B.C. respiratory therapist echoes stay at home message
VANCOUVER -- Like physical distancing, ventilators are an essential defence against COVID-19 fatalities.
Equally important are those in charge of operating them.
Shayla Sallis, a registered respiratory therapist in Kamloops said her work day “is now definitely more intense than it normally is.”
“We have uncertainty about how many patients we need to take care of during the peak of all of this,” Sallis said.
On Saturday, B.C.’s provincial health officer Dr. Bonnie Henry said there are currently 81 people in hospital with COVID-19 and 52 of those are in intensive care.
Sallis is echoing calls from health officials to the public, urging people to practice physical distancing and slow the outbreak.
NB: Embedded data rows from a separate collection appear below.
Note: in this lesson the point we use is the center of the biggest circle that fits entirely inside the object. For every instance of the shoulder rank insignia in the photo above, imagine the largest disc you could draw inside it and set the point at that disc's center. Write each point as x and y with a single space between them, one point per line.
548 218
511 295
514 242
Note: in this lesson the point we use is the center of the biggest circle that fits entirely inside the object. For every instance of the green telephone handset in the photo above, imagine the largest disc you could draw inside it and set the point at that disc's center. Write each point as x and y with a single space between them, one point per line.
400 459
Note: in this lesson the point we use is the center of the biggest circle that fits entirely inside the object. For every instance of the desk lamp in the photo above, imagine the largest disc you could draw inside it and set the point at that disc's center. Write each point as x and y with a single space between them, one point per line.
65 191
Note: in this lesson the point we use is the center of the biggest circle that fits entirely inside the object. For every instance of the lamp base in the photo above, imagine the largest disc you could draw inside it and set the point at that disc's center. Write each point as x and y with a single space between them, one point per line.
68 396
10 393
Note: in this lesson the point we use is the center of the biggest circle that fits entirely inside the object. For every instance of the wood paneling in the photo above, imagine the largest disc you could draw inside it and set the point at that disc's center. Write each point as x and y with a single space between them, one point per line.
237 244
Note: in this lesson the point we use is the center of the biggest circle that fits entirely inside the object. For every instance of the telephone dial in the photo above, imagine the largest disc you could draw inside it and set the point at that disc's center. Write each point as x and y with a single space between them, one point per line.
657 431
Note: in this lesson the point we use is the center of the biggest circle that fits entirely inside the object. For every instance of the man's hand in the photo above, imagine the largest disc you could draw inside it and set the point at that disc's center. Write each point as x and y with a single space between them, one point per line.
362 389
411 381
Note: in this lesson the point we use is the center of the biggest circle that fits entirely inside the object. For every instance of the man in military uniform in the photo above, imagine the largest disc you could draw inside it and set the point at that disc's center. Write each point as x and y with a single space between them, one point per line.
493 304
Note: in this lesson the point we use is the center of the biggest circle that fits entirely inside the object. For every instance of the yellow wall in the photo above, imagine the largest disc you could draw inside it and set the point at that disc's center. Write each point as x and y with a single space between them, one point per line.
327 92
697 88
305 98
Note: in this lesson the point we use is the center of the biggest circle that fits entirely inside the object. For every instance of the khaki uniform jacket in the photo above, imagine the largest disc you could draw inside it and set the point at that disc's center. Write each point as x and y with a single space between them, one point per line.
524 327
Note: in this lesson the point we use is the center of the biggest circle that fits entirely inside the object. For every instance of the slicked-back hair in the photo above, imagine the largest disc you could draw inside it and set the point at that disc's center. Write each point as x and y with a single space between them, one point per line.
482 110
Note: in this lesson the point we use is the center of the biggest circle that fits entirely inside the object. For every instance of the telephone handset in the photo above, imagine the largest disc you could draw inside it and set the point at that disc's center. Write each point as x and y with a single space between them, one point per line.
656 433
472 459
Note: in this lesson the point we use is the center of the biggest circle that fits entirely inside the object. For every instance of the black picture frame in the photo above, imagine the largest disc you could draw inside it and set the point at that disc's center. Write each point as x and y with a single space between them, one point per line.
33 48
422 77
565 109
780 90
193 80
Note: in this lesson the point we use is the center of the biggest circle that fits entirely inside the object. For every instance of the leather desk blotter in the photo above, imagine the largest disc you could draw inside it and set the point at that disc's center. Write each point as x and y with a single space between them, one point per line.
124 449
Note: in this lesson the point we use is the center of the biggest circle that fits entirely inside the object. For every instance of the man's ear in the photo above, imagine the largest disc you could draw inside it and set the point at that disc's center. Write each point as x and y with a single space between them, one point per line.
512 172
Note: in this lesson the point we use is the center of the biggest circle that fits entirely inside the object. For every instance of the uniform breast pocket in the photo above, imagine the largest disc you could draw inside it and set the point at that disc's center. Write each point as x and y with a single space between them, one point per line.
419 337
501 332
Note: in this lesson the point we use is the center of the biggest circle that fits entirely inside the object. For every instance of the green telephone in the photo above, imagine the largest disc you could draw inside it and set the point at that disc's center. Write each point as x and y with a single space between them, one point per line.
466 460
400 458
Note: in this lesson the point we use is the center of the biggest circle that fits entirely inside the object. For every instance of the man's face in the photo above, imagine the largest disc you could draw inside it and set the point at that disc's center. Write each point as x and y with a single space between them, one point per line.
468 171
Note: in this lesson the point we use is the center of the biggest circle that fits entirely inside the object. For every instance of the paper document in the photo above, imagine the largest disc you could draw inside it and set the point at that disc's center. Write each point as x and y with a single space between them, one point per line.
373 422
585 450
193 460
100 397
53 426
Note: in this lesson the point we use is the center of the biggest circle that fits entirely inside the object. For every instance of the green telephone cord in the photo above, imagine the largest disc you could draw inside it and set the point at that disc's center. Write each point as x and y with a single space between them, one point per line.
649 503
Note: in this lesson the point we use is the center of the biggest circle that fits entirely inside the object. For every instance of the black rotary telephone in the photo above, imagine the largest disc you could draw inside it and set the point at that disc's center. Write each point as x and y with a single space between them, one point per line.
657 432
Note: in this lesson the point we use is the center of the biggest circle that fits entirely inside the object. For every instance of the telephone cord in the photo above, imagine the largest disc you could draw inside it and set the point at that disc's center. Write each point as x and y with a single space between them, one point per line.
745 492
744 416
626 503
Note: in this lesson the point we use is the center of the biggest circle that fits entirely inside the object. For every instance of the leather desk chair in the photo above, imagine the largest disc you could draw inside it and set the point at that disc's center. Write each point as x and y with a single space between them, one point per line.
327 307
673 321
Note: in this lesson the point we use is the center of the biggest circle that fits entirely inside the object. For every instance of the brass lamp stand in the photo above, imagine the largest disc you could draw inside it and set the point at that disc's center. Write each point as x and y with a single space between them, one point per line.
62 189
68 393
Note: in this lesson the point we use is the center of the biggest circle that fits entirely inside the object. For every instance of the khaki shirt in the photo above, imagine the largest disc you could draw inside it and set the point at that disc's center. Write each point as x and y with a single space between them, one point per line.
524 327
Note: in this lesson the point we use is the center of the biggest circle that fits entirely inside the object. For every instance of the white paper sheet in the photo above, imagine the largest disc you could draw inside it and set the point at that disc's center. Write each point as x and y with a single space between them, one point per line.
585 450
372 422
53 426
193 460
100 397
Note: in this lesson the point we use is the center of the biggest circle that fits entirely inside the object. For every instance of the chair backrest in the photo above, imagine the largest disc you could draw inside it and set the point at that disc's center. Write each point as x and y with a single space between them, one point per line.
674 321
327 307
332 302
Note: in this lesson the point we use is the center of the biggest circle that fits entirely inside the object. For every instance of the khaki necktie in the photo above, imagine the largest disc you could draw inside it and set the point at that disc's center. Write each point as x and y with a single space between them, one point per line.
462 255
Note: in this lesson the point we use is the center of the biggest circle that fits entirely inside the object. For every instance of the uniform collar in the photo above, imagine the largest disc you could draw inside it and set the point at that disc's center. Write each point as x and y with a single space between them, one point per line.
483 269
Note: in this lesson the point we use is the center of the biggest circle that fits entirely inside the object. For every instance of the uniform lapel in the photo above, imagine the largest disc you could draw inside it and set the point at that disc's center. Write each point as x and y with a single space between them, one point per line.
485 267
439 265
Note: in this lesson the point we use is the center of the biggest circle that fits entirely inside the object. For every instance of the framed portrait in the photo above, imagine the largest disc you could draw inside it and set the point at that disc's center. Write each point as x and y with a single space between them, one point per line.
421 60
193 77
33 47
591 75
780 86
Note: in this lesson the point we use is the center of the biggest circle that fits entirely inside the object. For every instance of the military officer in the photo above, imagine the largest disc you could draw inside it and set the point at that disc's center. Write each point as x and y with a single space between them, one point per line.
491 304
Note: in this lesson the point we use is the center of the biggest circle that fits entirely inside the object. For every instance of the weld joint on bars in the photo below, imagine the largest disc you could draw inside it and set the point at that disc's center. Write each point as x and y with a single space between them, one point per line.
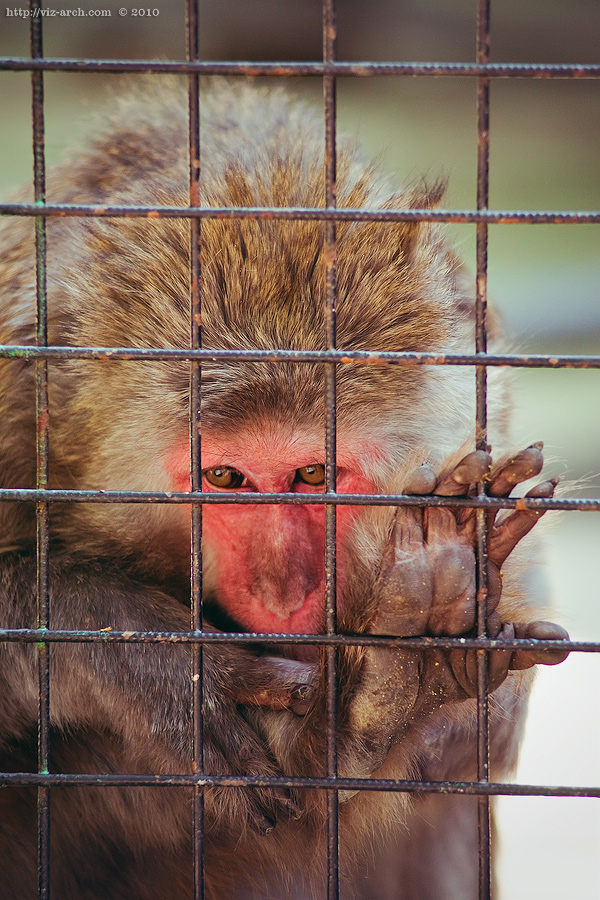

“If people are getting COVID-19 virus we’re going to take care of them to best of our ability,” she said. “The only thing that will make it easier is if we don’t get lot of patients all at once because it is hard to do your best work when you have so many people to look after.”
On Saturday, B.C. Health Minister Adrian Dix said 28 doctors and 309 registered nurses had come out of retirement to help with the province’s coronavirus response.
According to Dix, the province currently has 1,272 ventilators available across its hospitals.
“The vacant beds across the health care system is 4,295 to prepare for what we expect to be more cases in the coming weeks,” Dix said during a government briefing Friday.
Meanwhile, the public show of support from people in the community has not gone unnoticed by health workers.
“I think it is keeping all of our spirits lifted and inspiring all of us to work hard,” Sallis said.